The financial services firm found that, on the funding measure used to calculate cash contributions from sponsoring employers, the estimated deficit of private sector schemes sat at £500bn, down from £520bn at the end of February. Assets totalled £1.5trn, while liabilities amounted to £2trn.
On the IAS 19 accounting measure, the schemes fared slightly better, with deficits decreasing by £30bn to £340bn. On this method, DB schemes had £1.5trn of assets and £1.9trn of liabilities.
The figures are calculated using publically available data, included the Pension Protection Fund's dataset.
PwC's chief actuary Steven Dicker said the fall was due to a decrease in assumed inflation, but warned of the potential volatility ahead following the triggering of Article 50 last Wednesday.

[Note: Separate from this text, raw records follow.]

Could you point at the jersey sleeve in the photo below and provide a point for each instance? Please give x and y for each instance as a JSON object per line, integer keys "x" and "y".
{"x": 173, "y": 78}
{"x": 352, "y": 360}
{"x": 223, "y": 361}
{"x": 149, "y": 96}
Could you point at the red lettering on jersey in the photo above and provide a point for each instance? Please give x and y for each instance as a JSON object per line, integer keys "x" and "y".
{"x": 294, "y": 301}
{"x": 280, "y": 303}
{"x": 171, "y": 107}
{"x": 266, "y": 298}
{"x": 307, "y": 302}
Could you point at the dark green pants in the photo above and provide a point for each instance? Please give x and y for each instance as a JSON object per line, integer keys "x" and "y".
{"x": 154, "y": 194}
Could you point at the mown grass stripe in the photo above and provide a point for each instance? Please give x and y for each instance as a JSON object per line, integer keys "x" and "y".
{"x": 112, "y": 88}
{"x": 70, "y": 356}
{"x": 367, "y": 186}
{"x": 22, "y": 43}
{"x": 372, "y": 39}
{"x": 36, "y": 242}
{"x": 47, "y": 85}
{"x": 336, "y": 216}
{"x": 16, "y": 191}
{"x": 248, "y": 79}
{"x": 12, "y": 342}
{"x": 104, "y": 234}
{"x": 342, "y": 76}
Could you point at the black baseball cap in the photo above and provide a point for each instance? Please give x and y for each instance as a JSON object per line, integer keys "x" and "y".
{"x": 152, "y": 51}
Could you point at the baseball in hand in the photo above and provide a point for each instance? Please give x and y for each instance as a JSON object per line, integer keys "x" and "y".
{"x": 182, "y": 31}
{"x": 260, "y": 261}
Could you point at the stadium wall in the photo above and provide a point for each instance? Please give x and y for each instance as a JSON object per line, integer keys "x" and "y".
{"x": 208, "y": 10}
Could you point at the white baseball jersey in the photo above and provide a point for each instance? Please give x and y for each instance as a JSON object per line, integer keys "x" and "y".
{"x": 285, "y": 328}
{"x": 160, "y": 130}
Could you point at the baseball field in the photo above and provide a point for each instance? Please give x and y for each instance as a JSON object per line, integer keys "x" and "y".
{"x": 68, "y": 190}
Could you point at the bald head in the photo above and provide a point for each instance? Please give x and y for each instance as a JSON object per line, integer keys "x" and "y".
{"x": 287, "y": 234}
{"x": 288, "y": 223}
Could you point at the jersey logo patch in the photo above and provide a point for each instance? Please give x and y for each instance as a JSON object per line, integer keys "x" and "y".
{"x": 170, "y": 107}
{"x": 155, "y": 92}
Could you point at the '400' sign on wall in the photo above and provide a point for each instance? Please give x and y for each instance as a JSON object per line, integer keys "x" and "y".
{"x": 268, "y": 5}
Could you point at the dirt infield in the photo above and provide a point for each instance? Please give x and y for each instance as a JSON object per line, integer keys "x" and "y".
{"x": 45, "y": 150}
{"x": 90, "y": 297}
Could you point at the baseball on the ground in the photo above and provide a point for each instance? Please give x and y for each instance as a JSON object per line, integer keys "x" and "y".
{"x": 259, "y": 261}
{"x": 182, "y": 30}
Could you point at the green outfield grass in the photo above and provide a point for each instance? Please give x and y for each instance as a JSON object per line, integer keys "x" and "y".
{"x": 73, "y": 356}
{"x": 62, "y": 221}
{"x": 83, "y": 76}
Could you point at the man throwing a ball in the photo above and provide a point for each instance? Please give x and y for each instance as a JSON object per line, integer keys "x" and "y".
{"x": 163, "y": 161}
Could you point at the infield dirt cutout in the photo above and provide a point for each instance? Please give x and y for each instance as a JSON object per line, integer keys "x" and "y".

He said: "This highlights how sensitive measurement of pension liabilities is to even modest changes. It can also be counterintuitive, as inflation is expected to rise further.
"Now the Brexit process has officially started, pension schemes face two years of uncertainty and potentially volatile deficits. This only adds to the challenge of long-term planning, especially when using a market ‘snapshot' approach for actuarial valuations.
"Many schemes will be considering alternatives to the traditional ‘gilts plus' approach to try to get a clearer picture of their liabilities."
The index also noted a smaller deficit figure when using a funding measure if allowances were not made for future longevity improvements. On this measure, the deficit sat at £260bn, down from £280bn at the end of February.
This came after the Continuous Mortality Investigation (CMI) last week downgraded its longevity estimates, with many in the industry now concluding that the reduction in mortality improvements over the past six years can no longer be considered a blip.
An analysis by Lane Clark and Peacock suggested this reduction could allow DB schemes to wipe off up to 3% of their liabilities.